Insurance Mega-mergers will get Tough Review from States
State regulators could significantly alter – or perhaps even derail – blockbuster insurance mergers that would reduce the number of major, national health plans from five down to three. Most attention has focused on whether the Justice Department might block Aetna’s $37 billion acquisition of Humana and Anthem’s $54 million takeover of Cigna on antitrust grounds. But antitrust experts point out that health plans are typically regulated by the states, which have a broader mandate to scrutinize issues raised by the deals. States are looking beyond just antitrust concerns. Their exact scope of authority depends on state law, but local regulators are more likely to focus on consumer protection issues such as limiting premium increases, bolstering benefits or even requiring charitable contributions. About 15 state attorney generals are working with the Justice Department to heighten scrutiny of the blockbusters deals. State attorney generals played a similar role in Comcast’s proposed acquisition of Time Warner, which was ultimately abandoned last year after federal regulators came out against the deal.
Congressional Republicans look to update Stark Law
Republicans on the Senate Finance and the Ways and Means committees are considering updating federal anti-kickback statutes including the Stark law to make them work with the new alternative payment models.

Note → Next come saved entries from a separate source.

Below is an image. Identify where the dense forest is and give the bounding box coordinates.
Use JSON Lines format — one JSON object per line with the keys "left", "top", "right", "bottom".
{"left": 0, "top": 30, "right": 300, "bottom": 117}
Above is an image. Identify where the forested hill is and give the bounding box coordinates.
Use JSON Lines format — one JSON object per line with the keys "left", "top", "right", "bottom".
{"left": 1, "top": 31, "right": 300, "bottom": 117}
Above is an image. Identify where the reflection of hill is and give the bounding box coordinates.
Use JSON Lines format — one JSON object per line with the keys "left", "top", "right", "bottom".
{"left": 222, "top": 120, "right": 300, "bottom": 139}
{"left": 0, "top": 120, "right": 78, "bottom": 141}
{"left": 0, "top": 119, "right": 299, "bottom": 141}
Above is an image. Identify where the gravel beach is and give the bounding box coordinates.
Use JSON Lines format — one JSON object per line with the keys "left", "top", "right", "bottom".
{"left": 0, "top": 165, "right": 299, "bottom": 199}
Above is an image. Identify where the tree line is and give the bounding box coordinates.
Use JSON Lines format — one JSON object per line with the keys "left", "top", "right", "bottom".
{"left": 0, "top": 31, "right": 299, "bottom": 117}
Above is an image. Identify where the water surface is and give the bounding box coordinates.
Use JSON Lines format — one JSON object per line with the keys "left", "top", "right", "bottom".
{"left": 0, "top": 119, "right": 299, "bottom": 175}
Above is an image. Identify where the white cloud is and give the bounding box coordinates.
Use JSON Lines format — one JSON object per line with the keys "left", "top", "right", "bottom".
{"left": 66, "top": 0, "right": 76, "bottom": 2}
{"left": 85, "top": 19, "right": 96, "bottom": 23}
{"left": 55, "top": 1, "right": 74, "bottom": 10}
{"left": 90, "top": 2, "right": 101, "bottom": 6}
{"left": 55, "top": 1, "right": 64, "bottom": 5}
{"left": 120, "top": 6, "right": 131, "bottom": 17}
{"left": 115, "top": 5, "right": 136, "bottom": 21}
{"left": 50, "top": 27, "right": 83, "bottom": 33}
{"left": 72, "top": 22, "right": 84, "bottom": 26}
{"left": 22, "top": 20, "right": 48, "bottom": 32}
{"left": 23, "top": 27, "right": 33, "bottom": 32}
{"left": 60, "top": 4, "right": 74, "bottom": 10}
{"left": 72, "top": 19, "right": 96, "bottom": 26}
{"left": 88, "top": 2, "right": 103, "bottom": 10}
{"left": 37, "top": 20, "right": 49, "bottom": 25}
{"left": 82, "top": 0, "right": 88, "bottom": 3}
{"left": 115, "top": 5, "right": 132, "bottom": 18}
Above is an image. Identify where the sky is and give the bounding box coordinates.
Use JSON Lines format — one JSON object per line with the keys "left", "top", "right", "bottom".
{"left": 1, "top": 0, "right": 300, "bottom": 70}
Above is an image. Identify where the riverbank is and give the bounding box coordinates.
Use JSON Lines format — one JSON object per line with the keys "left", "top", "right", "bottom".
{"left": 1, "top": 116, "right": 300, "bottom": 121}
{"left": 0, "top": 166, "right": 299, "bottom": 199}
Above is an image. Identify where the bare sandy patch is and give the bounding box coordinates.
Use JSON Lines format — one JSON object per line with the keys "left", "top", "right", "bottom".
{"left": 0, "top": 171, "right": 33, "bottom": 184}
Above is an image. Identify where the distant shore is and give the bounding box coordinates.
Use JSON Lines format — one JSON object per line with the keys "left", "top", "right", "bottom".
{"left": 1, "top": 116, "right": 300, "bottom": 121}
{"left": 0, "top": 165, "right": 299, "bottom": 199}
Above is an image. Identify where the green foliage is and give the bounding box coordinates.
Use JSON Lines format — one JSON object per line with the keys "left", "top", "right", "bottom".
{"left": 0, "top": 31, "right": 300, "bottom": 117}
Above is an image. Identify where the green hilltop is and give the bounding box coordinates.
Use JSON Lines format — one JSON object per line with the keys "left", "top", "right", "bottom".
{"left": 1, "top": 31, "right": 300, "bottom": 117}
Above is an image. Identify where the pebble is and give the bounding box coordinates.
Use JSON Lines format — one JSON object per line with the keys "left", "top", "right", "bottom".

The two committees are seeking input from providers groups on Stark, which prevents doctors from referring patients to interests in which they have a financial relationship. They are looking at two broad issues: First, the difference between technical violations and more serious infractions, and second, the changes needed to harmonize the law with new payment schemes under MACRA. CMS, for its part, has been working to scale back the Stark law as it affects delivery system reform. The administration loosened some restrictions in a November regulation focused on Stark, and it has offered waivers of the anti-kickback statutes to participants in more aggressive ACOs and in its new bundled payments demonstration for hip and knee surgeries.